János Neumann (John von Neumann)

Date of birth:
1903.12.28.
Place of birth:
Budapest
Date of death:
1957.02.08.
Education, professional qualification:
  • Chemical Engineer - Zurich University of Technology - 1925.
  • mathematician - Pázmány Péter University, Budapest - 1926.

  • He completed his secondary education at the famous Fasori High School in Budapest, where he was taught mathematics by the renowned László Rátz. At the age of 19, he co-authored a paper with mathematician Mihály Fekete entitled “On the Zeros of Certain Minimum Polynomials”.

    After his university studies, he taught as a private university tutor at the University of Berlin (1926-28) and then at the University of Hamburg (1929-1930). From 1930, he taught at Princeton University (Princeton, USA) until 1933, when he was invited to the famous Institute for Advanced Study research institute located near the university, where the world's most distinguished scientists worked, including Albert Einstein and Kurt Gödel.
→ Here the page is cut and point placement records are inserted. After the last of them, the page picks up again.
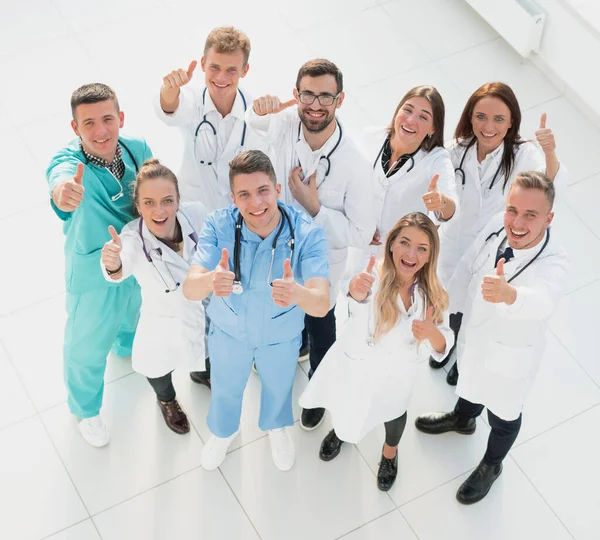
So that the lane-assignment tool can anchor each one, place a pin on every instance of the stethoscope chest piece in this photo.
(237, 288)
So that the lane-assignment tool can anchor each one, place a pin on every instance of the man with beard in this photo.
(322, 172)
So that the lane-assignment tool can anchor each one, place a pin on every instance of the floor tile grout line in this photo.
(239, 502)
(365, 524)
(33, 304)
(542, 497)
(573, 356)
(522, 443)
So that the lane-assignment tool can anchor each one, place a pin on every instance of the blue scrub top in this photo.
(86, 228)
(252, 317)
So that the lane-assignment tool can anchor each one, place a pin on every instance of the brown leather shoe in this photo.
(175, 418)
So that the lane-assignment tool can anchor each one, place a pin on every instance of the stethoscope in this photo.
(193, 235)
(328, 156)
(237, 281)
(460, 170)
(391, 170)
(521, 270)
(205, 121)
(137, 170)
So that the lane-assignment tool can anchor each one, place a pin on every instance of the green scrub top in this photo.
(86, 229)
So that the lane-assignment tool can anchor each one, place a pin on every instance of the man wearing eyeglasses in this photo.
(322, 172)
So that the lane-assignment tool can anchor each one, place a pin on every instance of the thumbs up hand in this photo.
(111, 252)
(68, 195)
(361, 284)
(271, 105)
(434, 200)
(222, 276)
(496, 290)
(425, 329)
(545, 137)
(283, 290)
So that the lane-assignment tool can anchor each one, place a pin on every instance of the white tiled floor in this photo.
(147, 484)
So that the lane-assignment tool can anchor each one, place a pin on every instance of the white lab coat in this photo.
(345, 194)
(364, 386)
(170, 332)
(402, 193)
(477, 203)
(208, 183)
(500, 346)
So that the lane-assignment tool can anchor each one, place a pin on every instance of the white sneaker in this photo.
(282, 448)
(94, 431)
(215, 451)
Later, the IAS computer was built here under his supervision (1952).

    Between 1926 and 1937, he was mainly concerned with mathematical and quantum mechanical questions. After completing the axiom system of set theory, he began to axiomatize quantum mechanics. As a result of his work, his fundamental book “Mathematical Foundations of Quantum Mechanics” was published in 1932. His further research led him to prove (together with G. Birkhoff) that quantum mechanics requires a different logic than classical mechanics.

    During World War II, in addition to his previous activities, he also became involved in military technology research, and his interest increasingly turned towards the applications of mathematics. He participated in several American military projects as a consultant. He regularly visited Los Alamos, where he participated in the secret program related to the construction of the first atomic bomb, and in the theoretical work related to its production.

    In 1955, he was appointed to the five-member U.S. Atomic Energy Commission (AEC). While studying the shock waves generated by experimental explosions of atomic and hydrogen bombs, he discovered complex mathematical relationships that could no longer be solved by classical methods. It was then that his interest turned to the possibilities of high-speed electronic calculations.

    In 1944, he joined the team led by W. Mauchly and P.J. Eckert at the Moore School (University of Pennsylvania, Philadelphia, USA) that was building the ENIAC computer as a consultant. As a result of their joint work, Neumann formulated the principles of a new computer, the EDVAC, designed based on the experiences of ENIAC ( First Draft of a Report on the EDVAC ). In this draft, he first formulated the principles of stored-program computers, which have been used to build computers ever since.

    Neumann is credited with the creation of game theory (minimax principle, 1928), which he developed with economist O. Morgenstern. Game theory has become a frequently used method in modern politics and economics, and several Nobel Prizes have been awarded for its further development, including to János Harsányi of Hungarian origin.

    His broad interests and outstanding ability to abstract have led to fundamental results in many other fields (e.g. numerical mathematics, meteorology, ergodic theory, automata theory, etc.). We would like to highlight his ideas that played a fundamental role in the further development of computer science; these

    • self-reproducing automatons (see 3D printing),
    • the principles of creating reliable machines from unreliable components,
    • cellular automata (see the game of life and evolutionary genetics),
    • on the functioning of the human mind (“The Calculator and the Brain”)

    they were related.

    His achievements were recognized in many ways. He was a member of the American Academy of Sciences; he was president of the American Mathematical Society; he was awarded the Presidential Medal of Freedom (1956); he received the Albert Einstein Memorial Medal; and he was awarded the Enrico Fermi Award from the U.S. Atomic Energy Commission (1956).

    See also
    And what else is important
    • His final resting place is in Princeton.
    • His birthplace (Budapest, Bajcsy Zsilinszky út 62.) is decorated with two memorial plaques.
    • The Hungarian Computer Science Society (NJSZT), founded in 1968, took his name.
    • The NJSZT established the Neumann Award. Since 1976, our Society has been recognizing the activities of those who have achieved significant results in the development of computer culture, the informatization of society, and who have played/are playing a decisive role in the NJSZT with a medal bearing the memory of the Society's namesake.
    • In 2016, the university in Kecskemét, established by the integration of the Faculty of Economics of Kecskemét College and Szolnok College, took his name.